Furthermore, the virus does not inevitably develop resistance to antiretroviral drugs because the lower concentration of drugs in the sanctuary sites is not sufficient to confer a competitive advantage upon drug-resistant strains. The investigators constructed a mathematical model to explain how the virus evolves during ART without the emergence of highly drug-resistant strains. According to their calculations, drug-sensitive HIV strains tend to dominate over drug-resistant strains when the effective drug concentration is low. At intermediate drug concentrations, drug-resistant strains start to dominate, and at high concentrations, HIV cannot grow.
These findings explain the failure of treatment intensification to fully suppress de novo infection and highlight issues surrounding the barriers to delivering antiretroviral drugs at clinically effective concentrations in the infectious viral reservoir (the lymphoid tissue compartment).
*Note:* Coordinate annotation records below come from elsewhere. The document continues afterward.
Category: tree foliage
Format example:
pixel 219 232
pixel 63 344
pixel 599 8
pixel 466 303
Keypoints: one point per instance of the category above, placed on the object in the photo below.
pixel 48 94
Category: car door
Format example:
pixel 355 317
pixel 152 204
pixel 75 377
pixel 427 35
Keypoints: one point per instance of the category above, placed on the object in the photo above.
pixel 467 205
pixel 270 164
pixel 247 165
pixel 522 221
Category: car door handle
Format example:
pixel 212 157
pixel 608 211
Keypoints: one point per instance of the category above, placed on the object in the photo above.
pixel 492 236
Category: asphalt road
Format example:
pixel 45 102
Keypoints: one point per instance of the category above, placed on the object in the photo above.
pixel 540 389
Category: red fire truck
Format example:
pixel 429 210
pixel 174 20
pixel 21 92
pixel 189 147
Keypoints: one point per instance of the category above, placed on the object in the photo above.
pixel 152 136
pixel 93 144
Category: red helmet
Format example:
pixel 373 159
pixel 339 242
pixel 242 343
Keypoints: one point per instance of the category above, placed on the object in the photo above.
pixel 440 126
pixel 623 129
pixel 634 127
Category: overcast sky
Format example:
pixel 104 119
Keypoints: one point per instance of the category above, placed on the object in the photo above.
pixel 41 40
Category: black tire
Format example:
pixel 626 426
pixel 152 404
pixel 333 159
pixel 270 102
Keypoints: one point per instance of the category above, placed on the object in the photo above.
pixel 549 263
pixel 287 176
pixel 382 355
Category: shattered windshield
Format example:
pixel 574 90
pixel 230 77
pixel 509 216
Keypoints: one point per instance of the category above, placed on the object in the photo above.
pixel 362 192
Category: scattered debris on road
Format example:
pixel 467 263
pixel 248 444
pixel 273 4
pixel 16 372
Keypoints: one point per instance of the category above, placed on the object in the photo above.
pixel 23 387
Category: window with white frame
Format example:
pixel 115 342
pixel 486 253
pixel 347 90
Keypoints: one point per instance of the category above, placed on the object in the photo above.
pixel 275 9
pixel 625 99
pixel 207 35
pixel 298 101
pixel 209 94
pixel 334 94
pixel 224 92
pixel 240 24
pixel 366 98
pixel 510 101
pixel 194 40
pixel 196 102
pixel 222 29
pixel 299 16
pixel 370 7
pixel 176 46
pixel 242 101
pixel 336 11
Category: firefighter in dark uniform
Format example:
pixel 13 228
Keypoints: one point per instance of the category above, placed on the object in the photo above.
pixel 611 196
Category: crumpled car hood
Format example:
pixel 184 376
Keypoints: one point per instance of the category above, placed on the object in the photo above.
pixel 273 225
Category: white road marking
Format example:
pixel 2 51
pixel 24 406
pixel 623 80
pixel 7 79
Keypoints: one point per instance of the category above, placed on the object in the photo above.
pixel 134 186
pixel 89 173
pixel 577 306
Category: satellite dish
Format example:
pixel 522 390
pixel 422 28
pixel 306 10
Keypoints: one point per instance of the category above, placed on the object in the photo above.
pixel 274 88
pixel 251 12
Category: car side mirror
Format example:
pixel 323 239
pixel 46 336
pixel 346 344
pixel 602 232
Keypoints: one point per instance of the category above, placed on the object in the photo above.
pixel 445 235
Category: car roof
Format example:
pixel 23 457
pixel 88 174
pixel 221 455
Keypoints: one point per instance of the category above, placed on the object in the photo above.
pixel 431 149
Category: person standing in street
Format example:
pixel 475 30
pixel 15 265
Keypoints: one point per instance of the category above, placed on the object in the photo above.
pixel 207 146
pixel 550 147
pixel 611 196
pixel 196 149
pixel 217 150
This study provides a new perspective on the persistence of HIV-1 in the body, showing a different type of "sanctuary," harboring cells with low levels of HIV replication that move into the blood. These results also reveal how dynamic and spatial processes act together to permit HIV-1 to persist within the infected host and avoid development of resistance despite antiretroviral therapy.

Achieving optimal cellular pharmacokinetics and spatial distribution of antiretroviral drugs in lymphoid tissue to fully suppress viral replication and preserve immune function would be a prerequisite to the elimination of the viral reservoir and ultimately a step towards a cure for HIV-1 infection.